この地のイー族は、ほとんど毎食苦そばを食べる。苦そばの粉に水を混ぜ、それを火にかけさらによく混ぜ合わせる。ボールに移し室温で冷やし固め、ドーム形の巨大そばがきをつくる。そしてそれを切るのに、彼らは包丁ではなく、曲げた竹に糸を張ったものを使う。この地方独特の調理器具だ。手前側に引いて切る。イー族の女性は手早くスーッスーッと同じ太さに切っていく。縦横に切って棒状にしたものをざるの上に並べて干す。でき上がったものは、まるでウナギの骨のよう。

水資源がそれほど豊富でないこの地では、ゆでて水にさらす「もりそば」的な調理法は見られない。油で揚げるか、お焼きのように焼くかが主流だ。水を使わずにしかもそばをおいしく食べたい、という必要性から、日本にはない豊かな技法と独特の食文化が発達した。

ポリポリカリカリ。油で揚げた苦そばは、どこかなつかしい素朴な味。そばの葉のおひたしや、肉炒めなど、おかずと一緒に食べる。短い夏と厳しく長い冬が繰り返される高地に暮らす人々の生きる知恵が、詰め込まれている。

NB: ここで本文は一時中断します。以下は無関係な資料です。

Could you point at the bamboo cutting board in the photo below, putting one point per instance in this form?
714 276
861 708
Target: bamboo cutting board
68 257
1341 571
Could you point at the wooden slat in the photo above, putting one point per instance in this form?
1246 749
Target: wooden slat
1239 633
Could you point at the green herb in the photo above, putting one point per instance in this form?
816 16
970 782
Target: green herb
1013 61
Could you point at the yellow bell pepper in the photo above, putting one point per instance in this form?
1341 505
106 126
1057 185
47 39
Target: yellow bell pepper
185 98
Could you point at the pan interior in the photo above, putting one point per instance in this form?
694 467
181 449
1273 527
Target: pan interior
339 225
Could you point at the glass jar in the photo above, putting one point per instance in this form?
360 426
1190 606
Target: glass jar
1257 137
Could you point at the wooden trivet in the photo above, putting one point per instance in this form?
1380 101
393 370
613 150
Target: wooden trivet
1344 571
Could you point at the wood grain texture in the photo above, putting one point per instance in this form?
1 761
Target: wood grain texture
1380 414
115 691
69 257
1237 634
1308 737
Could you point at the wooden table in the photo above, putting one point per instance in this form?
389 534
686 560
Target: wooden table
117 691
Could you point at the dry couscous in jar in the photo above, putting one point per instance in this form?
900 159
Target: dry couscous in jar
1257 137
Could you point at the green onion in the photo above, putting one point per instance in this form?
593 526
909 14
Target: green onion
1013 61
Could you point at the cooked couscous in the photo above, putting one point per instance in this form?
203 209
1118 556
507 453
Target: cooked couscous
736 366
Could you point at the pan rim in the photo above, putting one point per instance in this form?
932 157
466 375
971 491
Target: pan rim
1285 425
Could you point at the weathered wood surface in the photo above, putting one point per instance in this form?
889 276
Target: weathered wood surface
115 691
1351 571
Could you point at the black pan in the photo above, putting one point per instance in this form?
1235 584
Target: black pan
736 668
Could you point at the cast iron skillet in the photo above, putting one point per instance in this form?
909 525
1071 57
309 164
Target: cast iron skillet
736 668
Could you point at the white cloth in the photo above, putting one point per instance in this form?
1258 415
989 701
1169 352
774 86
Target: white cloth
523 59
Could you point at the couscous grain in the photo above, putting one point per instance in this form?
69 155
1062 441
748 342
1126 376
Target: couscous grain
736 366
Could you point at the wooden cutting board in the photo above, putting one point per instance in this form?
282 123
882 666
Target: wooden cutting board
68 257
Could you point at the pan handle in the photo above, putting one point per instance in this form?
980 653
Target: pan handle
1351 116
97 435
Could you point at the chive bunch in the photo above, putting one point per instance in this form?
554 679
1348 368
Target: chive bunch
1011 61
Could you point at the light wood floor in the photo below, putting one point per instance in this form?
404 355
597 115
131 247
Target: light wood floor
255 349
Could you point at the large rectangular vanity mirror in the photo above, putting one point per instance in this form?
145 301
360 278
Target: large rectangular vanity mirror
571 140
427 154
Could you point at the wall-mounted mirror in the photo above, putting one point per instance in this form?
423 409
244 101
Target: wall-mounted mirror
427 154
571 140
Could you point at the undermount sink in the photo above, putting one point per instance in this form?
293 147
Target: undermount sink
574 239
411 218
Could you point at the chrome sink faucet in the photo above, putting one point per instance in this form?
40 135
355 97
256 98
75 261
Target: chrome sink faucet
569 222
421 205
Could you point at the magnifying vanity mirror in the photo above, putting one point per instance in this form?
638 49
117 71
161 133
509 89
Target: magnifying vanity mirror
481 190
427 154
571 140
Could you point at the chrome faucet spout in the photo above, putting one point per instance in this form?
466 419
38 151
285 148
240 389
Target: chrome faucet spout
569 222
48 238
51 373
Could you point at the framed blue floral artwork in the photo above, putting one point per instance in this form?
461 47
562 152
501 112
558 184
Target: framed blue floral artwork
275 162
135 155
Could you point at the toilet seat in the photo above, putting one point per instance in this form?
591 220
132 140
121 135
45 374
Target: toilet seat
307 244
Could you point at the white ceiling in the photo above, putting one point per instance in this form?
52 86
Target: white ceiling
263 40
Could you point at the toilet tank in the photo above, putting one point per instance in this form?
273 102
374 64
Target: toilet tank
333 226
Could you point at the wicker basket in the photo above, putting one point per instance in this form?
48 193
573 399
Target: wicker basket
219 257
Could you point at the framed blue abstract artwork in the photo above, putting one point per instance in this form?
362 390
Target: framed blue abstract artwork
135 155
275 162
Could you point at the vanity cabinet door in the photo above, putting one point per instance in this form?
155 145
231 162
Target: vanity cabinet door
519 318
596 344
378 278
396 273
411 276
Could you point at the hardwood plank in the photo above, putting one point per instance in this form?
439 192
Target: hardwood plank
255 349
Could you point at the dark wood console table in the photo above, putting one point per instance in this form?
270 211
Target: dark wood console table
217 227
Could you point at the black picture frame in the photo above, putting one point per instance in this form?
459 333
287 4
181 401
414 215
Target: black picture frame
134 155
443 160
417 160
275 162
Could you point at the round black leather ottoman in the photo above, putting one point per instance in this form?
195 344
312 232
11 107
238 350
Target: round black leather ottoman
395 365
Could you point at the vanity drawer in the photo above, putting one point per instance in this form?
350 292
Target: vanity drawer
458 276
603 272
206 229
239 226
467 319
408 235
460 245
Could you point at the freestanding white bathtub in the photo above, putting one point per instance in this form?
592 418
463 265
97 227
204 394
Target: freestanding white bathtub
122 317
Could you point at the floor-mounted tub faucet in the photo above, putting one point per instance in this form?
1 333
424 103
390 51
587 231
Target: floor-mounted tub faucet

朝霧につつまれた広大な高原に、羊や山羊を追う牧童たちの声が響きわたる。これがダッタンそばの故郷。高地特有の昼夜の温度差は良質のそばをつくる最適条件だ。

きらきらと輝く太陽の下、大自然の天然肥料で培われたダッタンそばは、まさにいま私たちが求めるオーガニックフードだ。また、ダッタンそばは砂漠地帯でも栽培できる穀物なので、二十一世紀の食糧源として期待の声も高い。もとは少数民族の主食だったダッタンそば。未来へ向けてその食文化は広がりつつある。

えーっ、そばが黄色! ダッタンそばには普通のそばの二○○倍ものルチンが含まれているのでそばが黄色くなる。このルチンはビタミンPの一種で、動脈硬化、高血圧症などの予防に有効な成分。ビタミンEが豊富であることから美容効果も期待される。